PNUE annonce le dépassement inévitable de 1,5 °C et appelle au courage politique
Climat : un dépassement temporaire de 1,5 °C jugé probable, experts appellent à des mesures urgentes
Un rapport international avertit qu’un dépassement temporaire de 1,5 °C est désormais probable; il préconise des réductions rapides des émissions, le déploiement massif des renouvelables et le recours aux mesures d’élimination du carbone
La signature de l’accord climatique mondial en 2015, avec son objectif central de limiter le réchauffement à 1,5 °C par rapport aux niveaux préindustriels, a marqué un tournant diplomatique majeur. Onze ans plus tard, une récente analyse internationale indique que, même dans le scénario le plus optimiste, la planète pourrait franchir temporairement ce seuil, atteignant environ 1,8 °C avant d’entamer un recul progressif vers la cible. Le document appelle à une trajectoire dite de « dépassement, pic et déclin » : un court dépassement suivi d’une baisse soutenue des températures via des réductions d’émissions et des mesures d’élimination du carbone.
Un dépassement temporaire de 1,5 °C jugé probable
Le scénario désormais privilégié par les modèles climatiques anticipe que le réchauffement mondial franchira le seuil de 1,5 °C « dans les prochaines années », pour ensuite atteindre un pic supérieur et décroître progressivement si des mesures rapides sont mises en œuvre. Cette trajectoire n’est pas considérée comme une fatalité, mais comme une fenêtre d’action : plus le dépassement sera bref et limité, moins graves seront les conséquences irréversibles.
Consommation de combustibles fossiles et bilan des émissions
Les émissions mondiales ont poursuivi leur hausse depuis 2015. Les niveaux de dioxyde de carbone ont établi de nouveaux records récents, avec une augmentation notable d’une année sur l’autre. Cette progression s’explique par une consommation de combustibles fossiles toujours élevée et par la mise en service de nouvelles capacités énergétiques à base de gaz et de pétrole. En parallèle, le coût des énergies renouvelables a chuté de façon spectaculaire au cours de la dernière décennie, rendant techno-économiquement possible une transition beaucoup plus rapide qu’auparavant, si la volonté politique et les investissements publics et privés accompagnaient ce potentiel.
Risques accrus pour les littoraux, la biodiversité et les populations
Chaque fraction de degré supplémentaire augmente la probabilité de phénomènes extrêmes plus fréquents et intenses : vagues de chaleur, précipitations extrêmes, montée du niveau de la mer et fonte accélérée des glaciers. Les régions insulaires et les zones côtières sont particulièrement exposées au risque de submersion, tandis que la perte d’habitats naturels et la réduction de la biodiversité pourraient s’accélérer. Des catastrophes récentes liées à la fonte glaciaire et aux crues illustrent déjà l’impact humain et économique de ces phénomènes, qui risquent de se multiplier si le réchauffement reste élevé.
Demande électrique croissante liée à l’IA et pression sur les systèmes énergétiques
La montée en charge des centres de données et des applications d’intelligence artificielle entraîne une demande électrique significative et en forte croissance.

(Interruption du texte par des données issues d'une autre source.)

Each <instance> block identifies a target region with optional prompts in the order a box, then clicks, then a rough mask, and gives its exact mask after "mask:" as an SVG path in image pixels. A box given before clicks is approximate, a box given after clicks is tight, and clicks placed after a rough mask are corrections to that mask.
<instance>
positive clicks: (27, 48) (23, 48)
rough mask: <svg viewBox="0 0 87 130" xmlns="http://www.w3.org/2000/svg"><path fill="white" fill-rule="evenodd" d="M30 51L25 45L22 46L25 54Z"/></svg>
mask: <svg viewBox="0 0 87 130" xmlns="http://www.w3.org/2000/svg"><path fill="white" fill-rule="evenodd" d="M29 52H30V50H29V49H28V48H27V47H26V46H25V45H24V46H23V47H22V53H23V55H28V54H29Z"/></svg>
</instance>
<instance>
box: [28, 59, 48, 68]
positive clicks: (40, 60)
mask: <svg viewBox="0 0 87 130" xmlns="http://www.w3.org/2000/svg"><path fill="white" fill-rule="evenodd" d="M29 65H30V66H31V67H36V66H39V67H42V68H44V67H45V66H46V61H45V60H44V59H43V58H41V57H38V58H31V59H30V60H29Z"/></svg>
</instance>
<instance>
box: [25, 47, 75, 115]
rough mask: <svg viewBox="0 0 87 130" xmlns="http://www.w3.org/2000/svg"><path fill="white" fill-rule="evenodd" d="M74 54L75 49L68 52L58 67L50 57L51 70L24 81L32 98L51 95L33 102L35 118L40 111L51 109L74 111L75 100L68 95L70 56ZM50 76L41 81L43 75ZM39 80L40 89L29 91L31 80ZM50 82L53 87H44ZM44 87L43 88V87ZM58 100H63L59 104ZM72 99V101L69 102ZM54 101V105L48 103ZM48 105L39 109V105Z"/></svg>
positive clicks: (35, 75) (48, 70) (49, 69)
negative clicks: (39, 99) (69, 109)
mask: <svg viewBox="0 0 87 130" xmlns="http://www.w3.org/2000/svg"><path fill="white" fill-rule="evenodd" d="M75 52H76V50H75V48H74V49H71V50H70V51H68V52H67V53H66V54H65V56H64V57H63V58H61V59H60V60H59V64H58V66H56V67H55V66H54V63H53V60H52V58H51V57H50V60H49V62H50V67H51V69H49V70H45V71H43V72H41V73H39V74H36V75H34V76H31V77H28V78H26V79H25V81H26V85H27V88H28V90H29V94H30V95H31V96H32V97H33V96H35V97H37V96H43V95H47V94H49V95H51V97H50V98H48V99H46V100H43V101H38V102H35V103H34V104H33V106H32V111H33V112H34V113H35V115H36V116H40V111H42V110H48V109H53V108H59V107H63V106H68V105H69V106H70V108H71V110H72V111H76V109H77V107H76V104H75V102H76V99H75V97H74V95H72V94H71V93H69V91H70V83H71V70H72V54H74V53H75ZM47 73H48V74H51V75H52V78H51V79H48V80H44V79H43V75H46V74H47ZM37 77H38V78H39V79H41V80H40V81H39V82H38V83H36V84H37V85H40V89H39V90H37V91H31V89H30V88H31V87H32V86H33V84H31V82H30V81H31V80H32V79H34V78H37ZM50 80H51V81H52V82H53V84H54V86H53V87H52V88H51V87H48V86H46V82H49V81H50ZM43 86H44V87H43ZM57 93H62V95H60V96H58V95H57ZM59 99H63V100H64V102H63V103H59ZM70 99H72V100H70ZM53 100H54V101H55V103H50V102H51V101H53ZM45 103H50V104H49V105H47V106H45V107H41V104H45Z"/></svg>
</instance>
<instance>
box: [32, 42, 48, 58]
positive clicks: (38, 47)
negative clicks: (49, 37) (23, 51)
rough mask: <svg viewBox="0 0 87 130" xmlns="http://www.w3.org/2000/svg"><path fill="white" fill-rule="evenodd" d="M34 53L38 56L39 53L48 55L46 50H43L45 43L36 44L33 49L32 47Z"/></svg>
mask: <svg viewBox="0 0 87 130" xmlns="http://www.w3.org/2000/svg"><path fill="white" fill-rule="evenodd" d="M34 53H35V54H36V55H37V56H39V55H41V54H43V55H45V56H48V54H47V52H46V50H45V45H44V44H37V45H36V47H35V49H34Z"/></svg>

Leur consommation représente une part non négligeable de l’électricité mondiale et pourrait doubler d’ici la fin de la décennie. Dans plusieurs projets en cours, cette demande est encore principalement alimentée par des sources fossiles, ce qui compromet les objectifs climatiques. Les grands opérateurs technologiques sont appelés à intégrer des solutions d’efficacité, à prioriser l’alimentation par renouvelables et à récupérer la chaleur fatale pour réduire l’empreinte carbone des infrastructures numériques.
Stratégies de réduction et d’élimination du carbone
Pour ramener durablement le réchauffement vers 1,5 °C après un dépassement, le recours à des projets d’élimination du carbone à grande échelle est présenté comme une composante nécessaire. Les options incluent les solutions naturelles (reforestation, restauration d’écosystèmes) et les technologies de captage et stockage du carbone, bien que ces dernières restent coûteuses et difficiles à déployer à grande échelle. Parallèlement, il est souligné que la priorité doit rester la prévention des émissions : éviter d’émettre est généralement moins cher et plus sûr que tenter de retirer ensuite de grandes quantités de CO2 de l’atmosphère.
La trajectoire vers une limitation effective du réchauffement dépendra d’un double mouvement : accélérer la décarbonation du secteur énergétique et industrialiser, de manière responsable, des solutions d’élimination du carbone pour corriger un éventuel dépassement. Cela requiert des décisions politiques fortes, des investissements publics et privés massifs, des mécanismes de financement pour les pays en développement et une coordination internationale renforcée. Sans ces éléments, le risque de voir le seuil de 1,5 °C dépassé plus longtemps et plus haut restera élevé, avec des conséquences durables pour les sociétés humaines et les écosystèmes.